Sheet music store falls victim to power of internet
New York's last store selling classical music scores couldn't compete with online retailers and free Wiki-style sharing sites
Heidi Rogers scurries back to the heaps of manila folders in her shop's maze of cabinets, but she already knows what she has in stock.
She tells the musician at the counter that there's a wide choice of Shostakovich scores. But for the young trombonist who wants sheet music for an impressively obscure solo work, it was last on sale in 2003, says Rogers.
These are the last days for such personalised attention for New York's musicians. Rogers' store, Frank Music Company - the last shop devoted to sheet music in this global music capital - has just closed down.
Founded in 1937, Frank Music is hidden inside a high-rise building in the Theatre District. Aspiring Broadway actors audition in nearby rooms. Famous past customers have included violinist Itzhak Perlman and pianist Emanuel Ax.
The loquacious Rogers, who has run the shop since the late 1970s, greets everyone with advice on scores and witticisms, including one for her finale: "Failure has been success. I've had more people come to my store in the past week than in the past five years."
Adria Benjamin, a viola player and conductor who teaches at Mannes College of the New School for Music, regrets that future students won't be able to consult Rogers. "It's a sad day - this is a huge part of the New York musician community's history," she says.
The chief culprit, according to Rogers, has been the internet - first the rise of major online retailers and, more recently, Wiki-style websites that encourage the free sharing of scores by dead composers.
Rogers believes free downloads are no match for published scores, which can cost hundreds of dollars each. Online scores can be riddled with errors or devoid of scholarly markings, she says.
"What it leaves out is the beautiful paper, the beautiful printing, the community, the talking, the knowledge," says Rogers. "But you can't compete with people giving away things for free."

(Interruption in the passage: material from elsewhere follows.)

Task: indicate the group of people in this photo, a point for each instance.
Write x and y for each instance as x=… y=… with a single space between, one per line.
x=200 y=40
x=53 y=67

Rogers also fears that young musicians are exploring less as they see classical music as stale: "I've been seeing a lot less curiosity."
While the internet has shaken so much of the music industry, the sheet music business is comparatively stable in Europe. In France, for example, government spending aimed at supporting music education has helped sheet music sales.
One of the most robust cities for sheet music is Vienna, the classical music mecca.
Musikhaus Doblinger, which says it is Austria's largest seller of sheet music, was founded in 1817, when Beethoven and Schubert were still living in Vienna. The shop's expertise and location fuel sales, but it too started online sales last year.
"We are trying to find niches so that we can hold our own against Amazon and the like," says Martin Wyrobal, the cheerful manager of Musikhaus Doblinger. He called the closure in New York "very sad".
Rogers will likely come out without too much of a financial hit: a donor has agreed to buy the remaining stocks to give to the Colburn School for the Arts in Los Angeles.
And New Yorkers will still be able to buy sheet music - just without the personalised attention - at more general stores.
The more diverse approach has benefited one of the most prominent US sheet music vendors, Eble Music, which sells both online and at its store near Minneapolis.
"Customers have a lot of options, and we're very conscious of that," says Dan Friberg, co-manager of the print music department.
Eble Music's sheet sales are up since last year. The store does not only focus on classical music and does brisk business, for example, with church groups seeking choral scores, Friberg says.
And the rock world does not entirely shun sheet music. Beck, the alternative rock icon who won the latest Grammy for Album of the Year, in 2012 published a book of songs exclusively in sheet music form, hoping to encourage musical experimentation.